Supported Hardware Microarchitecture Compatibility:

  • [Ampere]

  • [Hopper]

  • [Volta]

[Preferred/Supported] Operating System(s):

  • [Linux]

Model Version(s):#

prott5nv.nemo, version 23.06

Training & Evaluation:#

Training Dataset:#

Link: UniRef50

Data Collection Method by dataset

  • [Human]

Labeling Method by dataset

  • [Not Applicable]

Properties: UniRef50 (release 05/2022) was used for training. UniRef50 is one of the UniProt Reference Clusters (UniRef) clustered sets of sequences from the UniProt Knowledgebase (including isoforms) and selected UniParc records in order to obtain complete coverage of the sequence space at several resolutions. It was generated by clustering another UniRef clustered set called UniRef90 and selecting one reference sequence from each cluster. Sequences longer than the maximum sequence length of 512 were removed, resulting in approximately 46M protein sequences. The sequences were randomly split with 4.35K sequences in validation loss calculation during training and 875K sequences in testing and 45.1M sequences used exclusively in training.

Evaluation Dataset:#

Link: FLIP – secondary structure, conservation, subcellular localization, meltome, GB1 activity
Data Collection Method by dataset

  • [Human]

  • [Automatic/Sensors]

Labeling Method by dataset

  • [Hybrid: Human & Automated]

Properties: The FLIP datasets evaluate the performance of the model on five specific downstream tasks for proteins. It provides pre-defined splits for fine-tuning a pretrained model using task-specific train and validation examples, and subsequently evaluating it on a task-specific test split.

The secondary structure dataset contains experimental secondary structures of proteins with 9712 proteins for training, 1080 proteins for validation, and 648 proteins for testing.

Conservation dataset contains conservation scores of the residues of protein sequences with 9392 proteins for training, 555 proteins for validation, and 519 proteins for testing.

Subcellular localization dataset contains protein subcellular locations with 9503 proteins for training, 1678 proteins for validation, and 2768 proteins for testing.

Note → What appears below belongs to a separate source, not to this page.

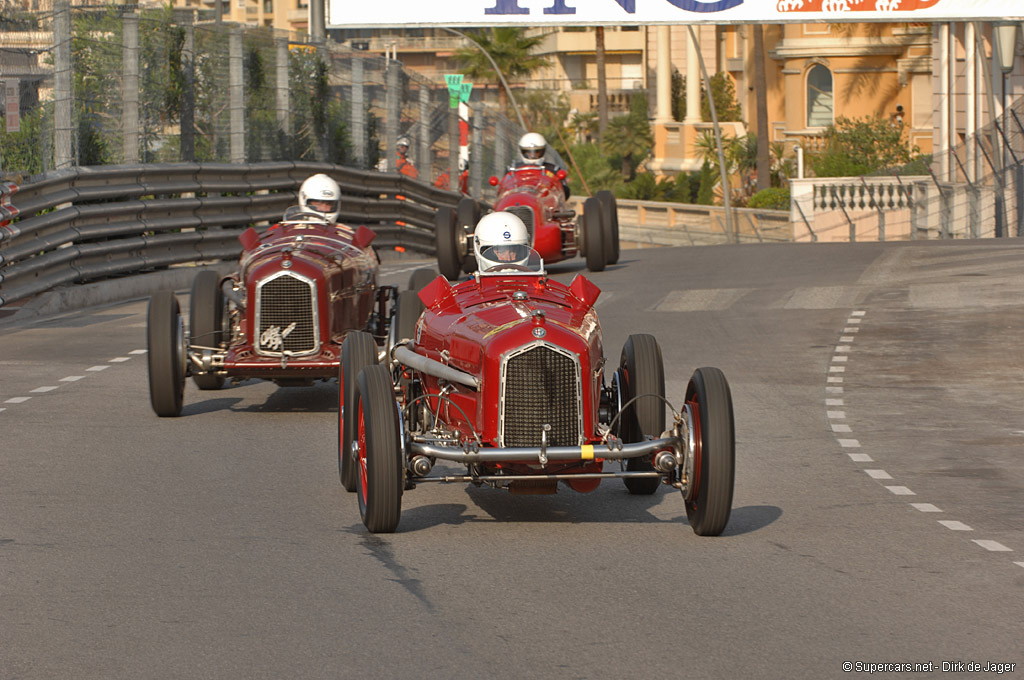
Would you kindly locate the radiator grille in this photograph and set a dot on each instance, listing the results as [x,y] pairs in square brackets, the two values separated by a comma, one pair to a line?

Meltome dataset contains experimental melting temperatures for proteins, with 22335 proteins for training, 2482 proteins for validation, and 3134 proteins for testing.

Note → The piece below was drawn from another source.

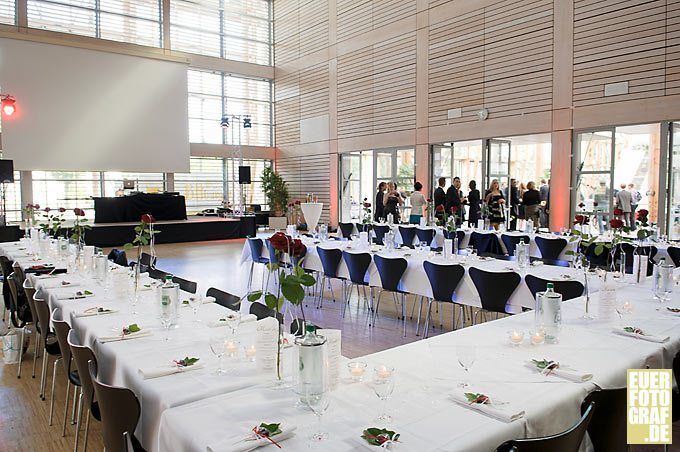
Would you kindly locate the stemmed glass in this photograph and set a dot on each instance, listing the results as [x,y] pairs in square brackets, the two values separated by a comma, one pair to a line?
[383,386]
[318,402]
[466,358]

Finally, GB1 activity dataset contains experimental binding affinities of GB1 protein variants with variation at four sites (V39, D40, G41 and V54) measured in a binding assay, with 6289 proteins for training, 699 proteins for validation, and 1745 proteins for testing.

Inference:#

Engine: BioNeMo, NeMo
Test Hardware:

  • [Ampere]

  • [Hopper]

  • [Volta]

Using the T5 model trained on NLP data, the model was further pre-trained with protein sequences using data parallelism on 224 V100 GPUs for 58 epochs (approximately 970189 iterations) using a micro batch size of 12 molecules per GPU. The total training time was approximately 120 wall-clock hours. Inverse square root annealing was used, with a minimum learning rate of 0.0 and ~10000 warmup steps. Fused Adam optimization was used with parameters β1=0.9 β2=0.999 and weight decay=0.01. Categorical cross-entropy loss was used to train the model. Dropout was set to 0.1 during training.

Ethical Considerations:#

NVIDIA believes Trustworthy AI is a shared responsibility and we have established policies and practices to enable development for a wide array of AI applications. When downloaded or used in accordance with our terms of service, developers should work with their team to ensure this model meets requirements for the relevant industry and use case and addresses unforeseen product misuse. For more detailed information on ethical considerations for this model, please see the Model Card++ Explainability, Bias, Safety & Security, and Privacy Subcards [Insert Link to Model Card++ here]. Please report security vulnerabilities or NVIDIA AI Concerns here.

License#

ProtT5nv is provided under the Apache License.